How to Build a Scalable URL Shortener with Distributed Caching Using Redis

Birks SachdevBirks Sachdev
6 min read

In this tutorial, we'll build a scalable URL shortening service using Node.js and Redis. This service will leverage distributed caching to handle high traffic efficiently, reduce latency, and scale seamlessly. We'll explore key concepts such as consistent hashing, cache invalidation strategies, and sharding to ensure the system remains fast and reliable.

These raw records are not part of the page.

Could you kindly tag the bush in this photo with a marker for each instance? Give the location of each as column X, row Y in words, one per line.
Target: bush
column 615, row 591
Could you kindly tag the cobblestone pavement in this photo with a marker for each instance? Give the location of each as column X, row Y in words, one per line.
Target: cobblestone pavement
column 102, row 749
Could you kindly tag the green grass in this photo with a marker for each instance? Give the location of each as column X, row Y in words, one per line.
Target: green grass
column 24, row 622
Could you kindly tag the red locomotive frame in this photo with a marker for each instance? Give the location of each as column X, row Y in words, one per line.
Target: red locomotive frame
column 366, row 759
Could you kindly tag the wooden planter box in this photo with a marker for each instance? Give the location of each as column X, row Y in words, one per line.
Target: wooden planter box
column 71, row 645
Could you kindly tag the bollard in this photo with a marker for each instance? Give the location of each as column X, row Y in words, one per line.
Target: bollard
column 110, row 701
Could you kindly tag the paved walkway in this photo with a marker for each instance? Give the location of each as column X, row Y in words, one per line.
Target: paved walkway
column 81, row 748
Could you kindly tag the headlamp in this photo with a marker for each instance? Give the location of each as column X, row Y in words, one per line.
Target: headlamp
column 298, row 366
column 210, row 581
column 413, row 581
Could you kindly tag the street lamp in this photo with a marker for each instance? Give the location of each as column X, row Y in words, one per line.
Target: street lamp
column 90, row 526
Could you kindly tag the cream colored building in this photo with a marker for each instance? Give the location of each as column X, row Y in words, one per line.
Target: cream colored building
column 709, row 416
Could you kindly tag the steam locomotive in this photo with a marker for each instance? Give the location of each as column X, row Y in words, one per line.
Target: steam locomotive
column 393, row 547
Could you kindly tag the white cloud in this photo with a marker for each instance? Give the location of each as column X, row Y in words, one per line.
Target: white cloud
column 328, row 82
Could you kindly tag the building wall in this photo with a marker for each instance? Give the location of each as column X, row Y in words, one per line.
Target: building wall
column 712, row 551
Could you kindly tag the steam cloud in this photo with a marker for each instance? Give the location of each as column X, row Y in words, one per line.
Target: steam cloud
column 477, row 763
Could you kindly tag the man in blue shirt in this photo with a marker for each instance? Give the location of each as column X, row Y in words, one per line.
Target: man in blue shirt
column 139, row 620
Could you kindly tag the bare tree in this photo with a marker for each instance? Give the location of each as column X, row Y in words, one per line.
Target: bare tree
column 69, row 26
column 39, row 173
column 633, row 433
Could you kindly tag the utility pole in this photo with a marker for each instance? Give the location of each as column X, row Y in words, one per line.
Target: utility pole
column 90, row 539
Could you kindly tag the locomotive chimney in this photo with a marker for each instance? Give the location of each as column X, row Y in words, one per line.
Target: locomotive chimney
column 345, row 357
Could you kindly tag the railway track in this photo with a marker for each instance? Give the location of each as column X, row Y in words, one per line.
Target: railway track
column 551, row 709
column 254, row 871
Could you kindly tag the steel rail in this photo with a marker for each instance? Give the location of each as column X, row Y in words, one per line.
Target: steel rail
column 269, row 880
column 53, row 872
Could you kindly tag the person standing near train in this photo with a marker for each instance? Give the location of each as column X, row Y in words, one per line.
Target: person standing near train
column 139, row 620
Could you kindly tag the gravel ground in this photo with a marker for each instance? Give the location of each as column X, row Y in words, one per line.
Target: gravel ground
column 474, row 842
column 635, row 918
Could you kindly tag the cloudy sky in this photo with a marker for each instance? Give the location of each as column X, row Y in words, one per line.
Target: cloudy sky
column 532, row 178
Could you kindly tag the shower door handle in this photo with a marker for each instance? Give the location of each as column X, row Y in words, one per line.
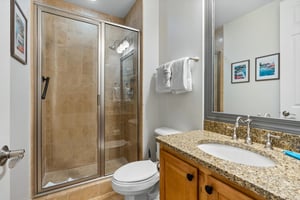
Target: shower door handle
column 47, row 79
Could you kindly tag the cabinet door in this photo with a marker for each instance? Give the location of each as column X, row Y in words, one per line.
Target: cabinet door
column 222, row 191
column 178, row 179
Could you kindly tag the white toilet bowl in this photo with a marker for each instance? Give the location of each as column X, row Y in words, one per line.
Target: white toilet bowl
column 139, row 180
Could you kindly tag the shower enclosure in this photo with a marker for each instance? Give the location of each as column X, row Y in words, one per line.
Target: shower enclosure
column 87, row 98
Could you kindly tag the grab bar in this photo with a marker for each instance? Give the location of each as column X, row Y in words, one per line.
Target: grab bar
column 6, row 154
column 44, row 93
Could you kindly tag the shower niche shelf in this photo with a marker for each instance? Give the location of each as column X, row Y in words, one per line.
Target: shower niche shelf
column 115, row 144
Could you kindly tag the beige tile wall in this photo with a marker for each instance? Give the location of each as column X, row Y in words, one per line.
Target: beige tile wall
column 69, row 112
column 103, row 190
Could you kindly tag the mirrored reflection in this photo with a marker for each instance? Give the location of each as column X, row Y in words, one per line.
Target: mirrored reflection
column 251, row 64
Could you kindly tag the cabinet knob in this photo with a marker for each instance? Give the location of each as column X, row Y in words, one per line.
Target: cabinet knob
column 190, row 177
column 208, row 189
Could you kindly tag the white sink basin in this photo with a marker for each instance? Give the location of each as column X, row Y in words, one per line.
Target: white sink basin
column 236, row 155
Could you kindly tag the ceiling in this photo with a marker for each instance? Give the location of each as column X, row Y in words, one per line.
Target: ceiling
column 118, row 8
column 227, row 10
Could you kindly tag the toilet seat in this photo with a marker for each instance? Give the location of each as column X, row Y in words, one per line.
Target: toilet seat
column 135, row 178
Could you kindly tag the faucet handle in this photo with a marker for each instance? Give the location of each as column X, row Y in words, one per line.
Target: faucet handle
column 234, row 135
column 268, row 144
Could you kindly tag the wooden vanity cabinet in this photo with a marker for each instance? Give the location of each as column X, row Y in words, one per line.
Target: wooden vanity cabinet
column 183, row 179
column 222, row 191
column 178, row 179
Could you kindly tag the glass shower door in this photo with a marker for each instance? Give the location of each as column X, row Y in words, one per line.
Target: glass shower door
column 120, row 97
column 69, row 92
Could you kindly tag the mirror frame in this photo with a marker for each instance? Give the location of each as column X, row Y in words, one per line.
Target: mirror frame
column 286, row 126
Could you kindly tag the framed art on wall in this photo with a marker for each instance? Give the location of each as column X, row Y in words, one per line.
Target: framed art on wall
column 18, row 38
column 240, row 71
column 267, row 67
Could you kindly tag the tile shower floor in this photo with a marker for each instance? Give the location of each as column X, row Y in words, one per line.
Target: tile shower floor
column 63, row 176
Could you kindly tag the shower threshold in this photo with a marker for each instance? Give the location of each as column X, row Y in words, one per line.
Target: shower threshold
column 58, row 177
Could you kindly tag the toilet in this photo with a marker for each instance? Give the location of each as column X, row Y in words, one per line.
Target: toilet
column 139, row 180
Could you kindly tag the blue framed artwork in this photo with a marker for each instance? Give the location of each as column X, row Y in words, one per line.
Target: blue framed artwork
column 18, row 38
column 240, row 71
column 267, row 67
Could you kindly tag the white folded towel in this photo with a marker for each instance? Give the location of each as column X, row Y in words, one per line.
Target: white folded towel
column 163, row 78
column 181, row 80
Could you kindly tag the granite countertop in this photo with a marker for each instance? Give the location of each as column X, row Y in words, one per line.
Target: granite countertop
column 279, row 182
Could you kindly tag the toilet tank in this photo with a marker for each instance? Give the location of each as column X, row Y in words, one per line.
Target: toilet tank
column 161, row 132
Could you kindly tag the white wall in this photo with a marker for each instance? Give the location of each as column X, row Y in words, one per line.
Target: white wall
column 180, row 28
column 253, row 35
column 4, row 94
column 171, row 29
column 20, row 117
column 150, row 61
column 14, row 106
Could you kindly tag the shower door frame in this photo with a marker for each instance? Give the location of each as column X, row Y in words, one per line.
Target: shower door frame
column 37, row 58
column 39, row 9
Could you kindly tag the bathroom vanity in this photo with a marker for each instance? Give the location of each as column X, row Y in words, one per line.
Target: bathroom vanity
column 186, row 172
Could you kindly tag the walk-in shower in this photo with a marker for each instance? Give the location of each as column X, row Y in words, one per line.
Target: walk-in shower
column 87, row 97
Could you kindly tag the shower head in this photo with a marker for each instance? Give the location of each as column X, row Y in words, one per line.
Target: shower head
column 114, row 45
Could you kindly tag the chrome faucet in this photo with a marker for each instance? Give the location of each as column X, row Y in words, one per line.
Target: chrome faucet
column 268, row 144
column 236, row 125
column 247, row 121
column 248, row 139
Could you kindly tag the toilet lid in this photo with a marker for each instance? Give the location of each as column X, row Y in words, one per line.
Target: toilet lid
column 136, row 171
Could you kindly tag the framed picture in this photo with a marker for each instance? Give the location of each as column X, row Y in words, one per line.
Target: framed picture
column 267, row 67
column 240, row 71
column 18, row 37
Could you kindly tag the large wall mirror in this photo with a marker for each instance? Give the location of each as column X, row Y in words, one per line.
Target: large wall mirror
column 252, row 62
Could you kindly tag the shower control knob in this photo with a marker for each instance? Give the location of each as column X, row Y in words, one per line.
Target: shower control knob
column 208, row 189
column 190, row 177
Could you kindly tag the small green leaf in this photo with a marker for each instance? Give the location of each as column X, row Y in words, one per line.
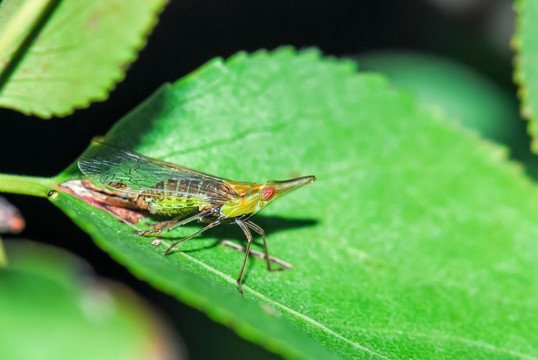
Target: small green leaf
column 60, row 55
column 525, row 42
column 417, row 241
column 51, row 309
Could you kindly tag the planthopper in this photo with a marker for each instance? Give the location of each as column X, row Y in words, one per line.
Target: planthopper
column 182, row 195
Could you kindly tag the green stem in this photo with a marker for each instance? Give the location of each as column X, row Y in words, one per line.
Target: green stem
column 26, row 185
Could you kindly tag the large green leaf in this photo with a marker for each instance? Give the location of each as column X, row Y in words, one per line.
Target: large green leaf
column 459, row 92
column 417, row 241
column 525, row 43
column 52, row 309
column 56, row 56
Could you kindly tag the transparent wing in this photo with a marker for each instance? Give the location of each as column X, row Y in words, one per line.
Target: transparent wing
column 128, row 171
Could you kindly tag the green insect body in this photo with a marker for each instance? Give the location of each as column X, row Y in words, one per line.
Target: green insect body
column 181, row 194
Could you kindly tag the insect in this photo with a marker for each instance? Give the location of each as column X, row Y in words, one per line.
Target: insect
column 183, row 195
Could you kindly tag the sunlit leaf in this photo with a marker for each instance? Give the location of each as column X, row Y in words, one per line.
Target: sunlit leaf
column 417, row 241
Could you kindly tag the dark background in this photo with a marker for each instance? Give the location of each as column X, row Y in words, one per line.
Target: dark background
column 189, row 33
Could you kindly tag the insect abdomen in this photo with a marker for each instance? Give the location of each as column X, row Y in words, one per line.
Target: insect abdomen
column 177, row 197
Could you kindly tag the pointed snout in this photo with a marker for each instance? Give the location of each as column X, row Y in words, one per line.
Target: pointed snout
column 283, row 187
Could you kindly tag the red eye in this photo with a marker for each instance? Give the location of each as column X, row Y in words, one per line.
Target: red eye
column 268, row 192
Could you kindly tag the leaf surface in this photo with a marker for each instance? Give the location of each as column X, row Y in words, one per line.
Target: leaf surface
column 417, row 241
column 525, row 43
column 52, row 309
column 60, row 55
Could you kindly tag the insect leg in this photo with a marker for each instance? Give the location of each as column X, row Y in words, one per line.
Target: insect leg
column 170, row 224
column 260, row 231
column 258, row 254
column 213, row 224
column 247, row 233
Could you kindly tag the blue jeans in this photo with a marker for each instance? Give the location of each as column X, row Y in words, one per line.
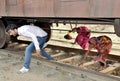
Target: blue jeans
column 31, row 47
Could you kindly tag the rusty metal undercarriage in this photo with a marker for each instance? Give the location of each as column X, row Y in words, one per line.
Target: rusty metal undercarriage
column 67, row 59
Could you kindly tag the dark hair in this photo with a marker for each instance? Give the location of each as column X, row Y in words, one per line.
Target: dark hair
column 11, row 26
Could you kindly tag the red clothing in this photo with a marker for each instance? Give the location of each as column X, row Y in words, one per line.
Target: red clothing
column 104, row 45
column 83, row 36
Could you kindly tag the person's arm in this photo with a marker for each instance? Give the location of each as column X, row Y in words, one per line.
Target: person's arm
column 84, row 58
column 35, row 41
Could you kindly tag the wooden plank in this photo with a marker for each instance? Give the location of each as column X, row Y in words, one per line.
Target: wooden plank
column 89, row 63
column 69, row 59
column 111, row 68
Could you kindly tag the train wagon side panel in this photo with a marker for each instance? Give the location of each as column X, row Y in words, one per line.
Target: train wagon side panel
column 28, row 8
column 87, row 8
column 61, row 8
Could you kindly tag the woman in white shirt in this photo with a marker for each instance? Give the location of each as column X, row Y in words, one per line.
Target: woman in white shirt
column 38, row 37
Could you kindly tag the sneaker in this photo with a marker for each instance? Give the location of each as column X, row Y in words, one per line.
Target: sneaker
column 45, row 45
column 23, row 70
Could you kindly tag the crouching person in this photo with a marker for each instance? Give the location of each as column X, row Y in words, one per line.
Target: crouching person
column 103, row 46
column 38, row 36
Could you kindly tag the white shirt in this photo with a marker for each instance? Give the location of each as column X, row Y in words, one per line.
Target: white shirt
column 32, row 32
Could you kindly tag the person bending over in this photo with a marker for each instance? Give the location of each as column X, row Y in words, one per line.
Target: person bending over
column 38, row 36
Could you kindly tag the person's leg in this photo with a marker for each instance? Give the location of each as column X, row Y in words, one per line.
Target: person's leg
column 28, row 53
column 41, row 42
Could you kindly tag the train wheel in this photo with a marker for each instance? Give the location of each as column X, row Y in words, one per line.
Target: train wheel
column 117, row 27
column 3, row 36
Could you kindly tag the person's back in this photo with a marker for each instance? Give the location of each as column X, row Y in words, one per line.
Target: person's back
column 83, row 36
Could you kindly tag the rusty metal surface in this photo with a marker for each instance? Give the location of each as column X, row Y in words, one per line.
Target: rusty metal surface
column 60, row 8
column 2, row 34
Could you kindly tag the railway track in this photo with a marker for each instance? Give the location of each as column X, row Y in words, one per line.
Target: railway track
column 69, row 58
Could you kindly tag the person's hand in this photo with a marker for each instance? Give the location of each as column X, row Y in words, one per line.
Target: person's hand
column 81, row 63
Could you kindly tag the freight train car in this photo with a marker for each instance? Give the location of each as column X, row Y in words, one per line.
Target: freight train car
column 45, row 12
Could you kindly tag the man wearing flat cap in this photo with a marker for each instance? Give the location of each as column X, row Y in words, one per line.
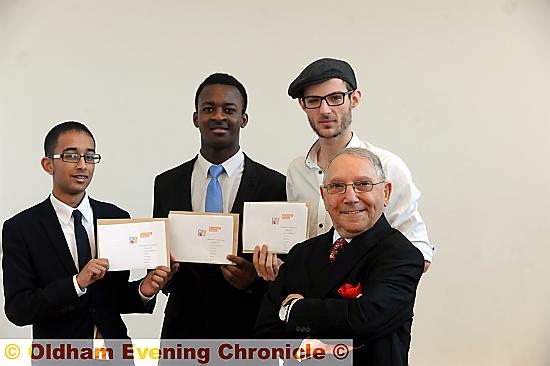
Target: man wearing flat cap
column 327, row 92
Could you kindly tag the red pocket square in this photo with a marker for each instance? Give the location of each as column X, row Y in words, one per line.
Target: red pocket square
column 349, row 291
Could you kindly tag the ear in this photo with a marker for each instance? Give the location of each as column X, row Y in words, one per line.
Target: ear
column 244, row 120
column 47, row 165
column 387, row 193
column 355, row 98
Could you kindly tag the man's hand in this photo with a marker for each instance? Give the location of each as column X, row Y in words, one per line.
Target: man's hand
column 174, row 266
column 154, row 281
column 241, row 275
column 266, row 264
column 94, row 270
column 291, row 297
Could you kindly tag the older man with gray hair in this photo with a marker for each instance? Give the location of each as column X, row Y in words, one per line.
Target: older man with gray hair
column 356, row 281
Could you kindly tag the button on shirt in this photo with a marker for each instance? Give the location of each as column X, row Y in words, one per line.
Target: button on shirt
column 229, row 180
column 304, row 177
column 64, row 214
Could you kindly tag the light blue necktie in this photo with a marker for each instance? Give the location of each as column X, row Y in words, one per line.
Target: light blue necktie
column 214, row 201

By the end of this guide, you'll have a fully functional URL shortener service that uses distributed caching to optimize performance. We'll also create an interactive demo where users can input URLs and see real-time metrics like cache hits and misses.

What You Will Learn

  • How to build a URL shortener service using Node.js and Redis.

  • How to implement distributed caching to optimize performance.

  • Understanding consistent hashing and cache invalidation strategies.

  • Using Docker to simulate multiple Redis instances for sharding and scaling.

Prerequisites

Before starting, make sure you have the following installed:

  • Node.js (v14 or higher)

  • Redis

  • Docker

  • Basic knowledge of JavaScript, Node.js, and Redis.

Table of Contents

Project Overview

We'll build a URL shortener service where:

  1. Users can shorten long URLs and retrieve the original URLs.

  2. The service uses Redis caching to store mappings between shortened URLs and original URLs.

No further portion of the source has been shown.